In this note, we solve an example problem in the book Bernoulli’s Fallacy using three approaches: (1) maximum likelihood, (2) Bayes’ theorem, and (3) MCMC simulation with PyMC3 package in Python.

Problem Statement

The problem is on page 36 of Bernoulli’s Fallacy:

Your friend rolls a six-sided die and secretly records the outcome; this number becomes the target \(T\). You then put on a blindfold and roll the same six-sided die over and over. You’re unable to see how it lands so, each time, your friend (under the watchful eye of a judge, to prevent any cheating) tells you only whether the number you just rolled was greater than, equal to, or less than $T$. After some number of rolls, say 10, the sequence of the outcomes is

G, G, L, E, L, L, L, E, G, L

with G representing a greater roll, L a lesser roll, and E an equal roll.

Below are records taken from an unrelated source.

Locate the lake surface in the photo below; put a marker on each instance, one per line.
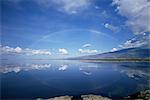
(49, 78)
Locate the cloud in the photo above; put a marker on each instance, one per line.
(19, 50)
(7, 49)
(139, 41)
(114, 49)
(63, 51)
(67, 6)
(86, 45)
(40, 52)
(136, 12)
(87, 51)
(111, 27)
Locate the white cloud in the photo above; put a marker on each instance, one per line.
(137, 13)
(114, 49)
(111, 27)
(7, 49)
(86, 45)
(87, 51)
(63, 51)
(19, 50)
(142, 40)
(40, 52)
(68, 6)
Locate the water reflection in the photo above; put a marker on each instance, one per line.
(88, 68)
(26, 67)
(50, 78)
(135, 71)
(63, 67)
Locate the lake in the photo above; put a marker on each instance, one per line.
(49, 78)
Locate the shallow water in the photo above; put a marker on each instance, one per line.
(49, 78)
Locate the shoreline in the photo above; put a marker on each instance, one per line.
(142, 95)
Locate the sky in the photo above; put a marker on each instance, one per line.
(68, 28)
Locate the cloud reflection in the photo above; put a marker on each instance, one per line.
(27, 67)
(88, 68)
(63, 67)
(134, 72)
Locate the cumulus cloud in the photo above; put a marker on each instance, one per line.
(86, 45)
(40, 52)
(139, 41)
(136, 12)
(87, 51)
(19, 50)
(7, 49)
(111, 27)
(63, 51)
(114, 49)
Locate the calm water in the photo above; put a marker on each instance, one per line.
(44, 78)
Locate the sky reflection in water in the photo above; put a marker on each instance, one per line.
(34, 79)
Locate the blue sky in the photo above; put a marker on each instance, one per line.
(64, 28)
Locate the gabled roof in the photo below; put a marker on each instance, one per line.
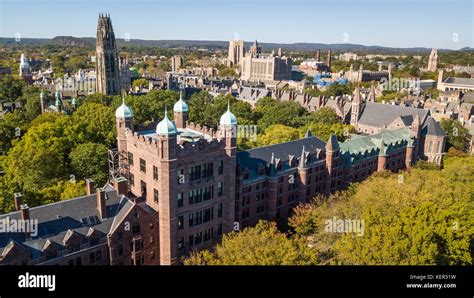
(253, 158)
(378, 114)
(56, 219)
(432, 128)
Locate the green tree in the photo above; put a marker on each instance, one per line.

You must guess what the target was. What would your strategy for guessing be, and how confident would you be?

Solution

Because rolls in the sequence are independent, the tallies of the rolls are important statistics. The numbers of greater rolls ($N_G$), equal rolls ($N_E$), and lesser rolls ($N_L$) are

\[\begin{align*} N_G &= 3, \\ N_E & = 2, \\ N_L & = 5. \\ \end{align*}\]

Maximum Likelihood

In this approach, the best target value $T$ maximizes the likelihood:

\[P(D|T) = \left(\frac{6-T}{6}\right)^{N_G} \left(\frac{1}{6}\right)^{N_E} \left(\frac{T-1}{6}\right)^{N_L}, \label{eqn_likelihood}\]

where $D$ is the observed sequence of rolls. $\frac{T-1}{6}$, $\frac{1}{6}$, and$\frac{T-1}{6}$ are the probabilities of getting a greater roll, an equal roll and a lesser roll, respectively.

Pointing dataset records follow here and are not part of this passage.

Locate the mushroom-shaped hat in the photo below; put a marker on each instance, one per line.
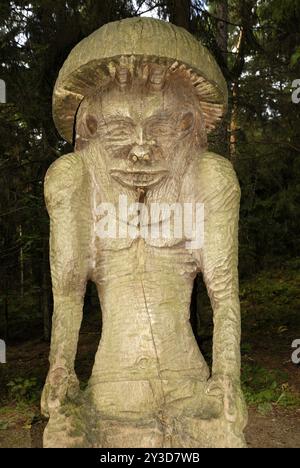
(147, 40)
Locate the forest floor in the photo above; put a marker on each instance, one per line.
(271, 382)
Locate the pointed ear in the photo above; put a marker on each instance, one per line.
(86, 128)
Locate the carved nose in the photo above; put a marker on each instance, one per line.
(140, 153)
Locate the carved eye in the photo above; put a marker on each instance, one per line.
(91, 124)
(186, 123)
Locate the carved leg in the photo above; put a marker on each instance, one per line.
(220, 194)
(67, 205)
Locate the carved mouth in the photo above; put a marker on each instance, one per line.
(138, 178)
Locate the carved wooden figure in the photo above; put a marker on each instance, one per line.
(139, 97)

The values of Equation ($\ref{eqn_likelihood}$) for all possible values of $T$ are listed in the table below.

\(T\) Likelihood $P(D\mid T)$
1 0
2 $64\times 6^{-10}$
3 $864\times 6^{-10}$
4 $1944\times 6^{-10}$
5 $1024\times 6^{-10}$
6 0

The likelihood is the largest when $T=4$. Therefore, $T=4$ is the best guess based on maximum likelihood. However, we don’t have the confidence estimate of $T$ yet. We will use Bayes’ theorem for that.

Bayes’ Theorem

Using Bayes’ theorem, we calculate the probability of the target $T$ given the observed data, $D$:

\[P(T|D)=\frac{P(D|T)P(T)}{P(D)} \notag\]

The likelihood $P(D\mid T)$ has been calculated in the previous section.

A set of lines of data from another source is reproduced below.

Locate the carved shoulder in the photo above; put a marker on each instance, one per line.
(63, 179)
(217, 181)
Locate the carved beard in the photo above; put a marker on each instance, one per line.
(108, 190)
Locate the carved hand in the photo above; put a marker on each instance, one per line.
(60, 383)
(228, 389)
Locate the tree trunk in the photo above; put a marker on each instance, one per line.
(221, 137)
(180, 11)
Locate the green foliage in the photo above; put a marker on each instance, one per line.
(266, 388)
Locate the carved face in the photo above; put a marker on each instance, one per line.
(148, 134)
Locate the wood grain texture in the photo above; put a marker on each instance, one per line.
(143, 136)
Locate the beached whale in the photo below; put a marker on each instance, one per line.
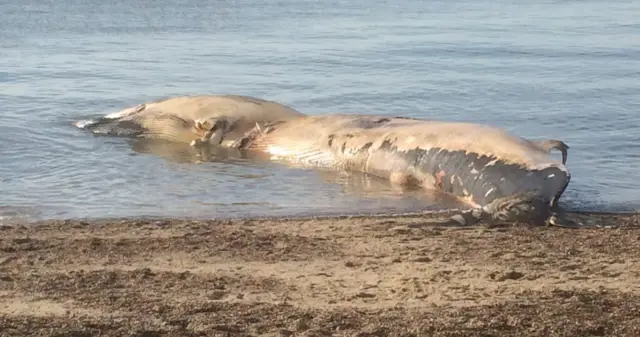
(501, 176)
(189, 119)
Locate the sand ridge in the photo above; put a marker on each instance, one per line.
(350, 276)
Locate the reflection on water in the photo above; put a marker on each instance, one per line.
(564, 69)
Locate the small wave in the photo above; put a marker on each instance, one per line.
(84, 123)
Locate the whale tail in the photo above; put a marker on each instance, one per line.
(550, 144)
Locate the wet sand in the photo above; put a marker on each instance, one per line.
(359, 276)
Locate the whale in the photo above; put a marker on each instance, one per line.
(500, 176)
(191, 119)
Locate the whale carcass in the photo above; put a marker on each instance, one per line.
(190, 119)
(501, 176)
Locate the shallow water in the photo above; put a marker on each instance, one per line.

\[P(D) = \sum_{T=1}^6 P(D|T)P(T)\notag\]

Further, we assume a uniform prior, $P(T)=\frac{1}{6}$, then the posterior is

$T$ Posterior $P(T\mid D)$
1 0
2 $\frac{8}{487}$
3 $\frac{108}{487}$
4 $\frac{243}{487}$
5 $\frac{128}{487}$
6 0
Posterior $P(T|D)$.

The distribution of the posterior provides the assessment of the uncertainty of the inference of $T$.

Probabilistic Programming using PyMC3

The posterior inference can be done using probabilistic programming, for example, with the PyMC3 Python package. In the following code, the Discrete Uniform prior and likelihood are defined. The posterior is sampled using the Metropolis algorithm.

import numpy as np
import pymc3 as pm

nL = 5
nE = 2
nG = 3
with pm.Model() as model:
    #Discrete uniform prior
    T = pm.DiscreteUniform('T', 1, 6) 
    #Log-likelihood
    logp = nL*np.log((T-1)/6) + nE*np.log(1/6) + nG*np.log((6-T)/6) 
    potential = pm.Potential('potential', logp)
    
with model:
    trace = pm.sample(1000, tune=1000)
Posterior estimated by MCMC sampling.

The MCMC result is similar to the theoretical values obtained with Bayes’ theorem.